Both of these missed optimizations are extremely problematic when dealing with partitioned tables in postgresql. The first, less common issue should be easy to fix, because it doesn’t require any constraint information. The second one is not so easy, because it would require the query planner to divide its work into a “pre-function/bindparam expansion” stage, which is cacheable, and a “post-function/bindparam expansion stage”, which is not very easy to cache.

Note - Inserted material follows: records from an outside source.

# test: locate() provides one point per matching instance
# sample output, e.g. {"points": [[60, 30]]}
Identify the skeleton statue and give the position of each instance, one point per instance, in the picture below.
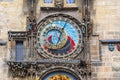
{"points": [[59, 3]]}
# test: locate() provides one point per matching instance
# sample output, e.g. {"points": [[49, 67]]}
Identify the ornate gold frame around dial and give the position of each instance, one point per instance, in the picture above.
{"points": [[77, 24], [63, 69]]}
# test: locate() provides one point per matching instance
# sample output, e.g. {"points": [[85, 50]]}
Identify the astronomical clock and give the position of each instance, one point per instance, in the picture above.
{"points": [[57, 43], [59, 36]]}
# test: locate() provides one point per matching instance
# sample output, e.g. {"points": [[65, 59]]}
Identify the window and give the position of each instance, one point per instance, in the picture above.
{"points": [[48, 1], [70, 1]]}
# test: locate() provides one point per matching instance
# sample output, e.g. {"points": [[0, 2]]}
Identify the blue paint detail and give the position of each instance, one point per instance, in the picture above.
{"points": [[111, 47], [69, 29], [110, 40], [29, 27], [72, 77], [19, 50], [70, 1], [47, 1]]}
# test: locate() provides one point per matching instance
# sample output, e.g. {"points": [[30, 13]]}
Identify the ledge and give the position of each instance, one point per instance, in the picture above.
{"points": [[110, 40], [57, 9]]}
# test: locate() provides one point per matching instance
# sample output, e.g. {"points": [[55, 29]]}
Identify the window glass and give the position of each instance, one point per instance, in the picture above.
{"points": [[70, 1], [47, 1]]}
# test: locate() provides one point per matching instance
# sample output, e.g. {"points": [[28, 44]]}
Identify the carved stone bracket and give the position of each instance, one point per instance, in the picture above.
{"points": [[59, 3]]}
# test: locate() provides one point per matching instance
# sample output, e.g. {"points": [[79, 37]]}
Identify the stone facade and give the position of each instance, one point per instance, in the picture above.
{"points": [[105, 16]]}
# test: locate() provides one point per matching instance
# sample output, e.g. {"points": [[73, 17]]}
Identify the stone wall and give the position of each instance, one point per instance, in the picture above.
{"points": [[105, 64]]}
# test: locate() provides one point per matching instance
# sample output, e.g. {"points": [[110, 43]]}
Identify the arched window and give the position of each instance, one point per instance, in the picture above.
{"points": [[70, 1], [48, 1]]}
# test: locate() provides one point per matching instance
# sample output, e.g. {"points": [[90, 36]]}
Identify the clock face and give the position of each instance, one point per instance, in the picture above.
{"points": [[59, 37]]}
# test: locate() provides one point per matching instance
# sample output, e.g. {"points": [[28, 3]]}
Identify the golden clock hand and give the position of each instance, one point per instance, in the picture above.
{"points": [[61, 32]]}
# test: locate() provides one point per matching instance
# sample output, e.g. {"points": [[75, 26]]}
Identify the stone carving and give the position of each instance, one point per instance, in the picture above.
{"points": [[59, 3]]}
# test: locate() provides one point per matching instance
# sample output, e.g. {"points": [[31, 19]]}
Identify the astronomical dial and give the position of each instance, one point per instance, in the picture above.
{"points": [[59, 37]]}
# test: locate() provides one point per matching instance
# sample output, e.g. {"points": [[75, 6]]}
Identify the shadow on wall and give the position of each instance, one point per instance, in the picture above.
{"points": [[29, 5]]}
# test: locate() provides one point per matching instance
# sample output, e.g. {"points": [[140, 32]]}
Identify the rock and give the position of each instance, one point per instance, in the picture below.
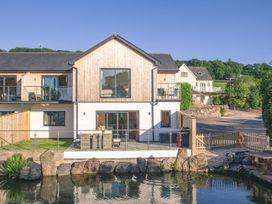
{"points": [[141, 164], [64, 170], [2, 169], [123, 167], [247, 161], [181, 160], [166, 164], [24, 173], [134, 168], [35, 171], [78, 167], [31, 173], [153, 165], [198, 163], [107, 167], [92, 166], [48, 163]]}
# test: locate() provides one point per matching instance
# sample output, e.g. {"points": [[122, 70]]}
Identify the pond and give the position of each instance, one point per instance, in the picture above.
{"points": [[152, 188]]}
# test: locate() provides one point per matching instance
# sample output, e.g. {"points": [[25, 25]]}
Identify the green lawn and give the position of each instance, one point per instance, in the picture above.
{"points": [[220, 83], [39, 145]]}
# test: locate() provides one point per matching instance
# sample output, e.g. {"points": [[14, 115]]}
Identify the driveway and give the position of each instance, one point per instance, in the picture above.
{"points": [[236, 121]]}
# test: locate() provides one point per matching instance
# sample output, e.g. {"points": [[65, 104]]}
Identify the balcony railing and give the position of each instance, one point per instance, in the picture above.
{"points": [[168, 91], [41, 93], [8, 93], [35, 93]]}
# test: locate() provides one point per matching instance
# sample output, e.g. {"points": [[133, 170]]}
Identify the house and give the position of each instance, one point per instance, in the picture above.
{"points": [[200, 80], [113, 84]]}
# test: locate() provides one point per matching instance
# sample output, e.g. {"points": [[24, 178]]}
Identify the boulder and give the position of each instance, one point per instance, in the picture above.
{"points": [[2, 169], [181, 159], [24, 173], [35, 171], [134, 168], [123, 167], [247, 160], [198, 163], [92, 166], [32, 172], [78, 167], [107, 167], [166, 164], [153, 165], [64, 170], [48, 163], [141, 164]]}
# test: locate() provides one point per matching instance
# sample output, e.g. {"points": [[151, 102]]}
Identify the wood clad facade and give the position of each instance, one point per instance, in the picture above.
{"points": [[114, 54]]}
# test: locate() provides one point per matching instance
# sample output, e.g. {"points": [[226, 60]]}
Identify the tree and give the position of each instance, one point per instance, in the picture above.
{"points": [[186, 95], [267, 102]]}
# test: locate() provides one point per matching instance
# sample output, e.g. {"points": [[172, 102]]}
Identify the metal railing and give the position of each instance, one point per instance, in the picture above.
{"points": [[168, 91], [43, 93], [61, 140], [8, 93]]}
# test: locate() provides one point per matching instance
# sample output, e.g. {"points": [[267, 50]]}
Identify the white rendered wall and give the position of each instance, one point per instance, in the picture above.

We are going to try and work around the data-binding issue by issuing the queries from Socorro using literals instead of bound variables. This is not ideal because it requires the database to completely re-plan every query that is issued.

The moral of the story is simple: if you are planning on using database partitions, be sure you EXPLAIN all the queries you’re planning, with the actual literals or bound data statements that will actually be used in production. Be prepared to significantly rework your queries if the queries perform unexpected full table scans.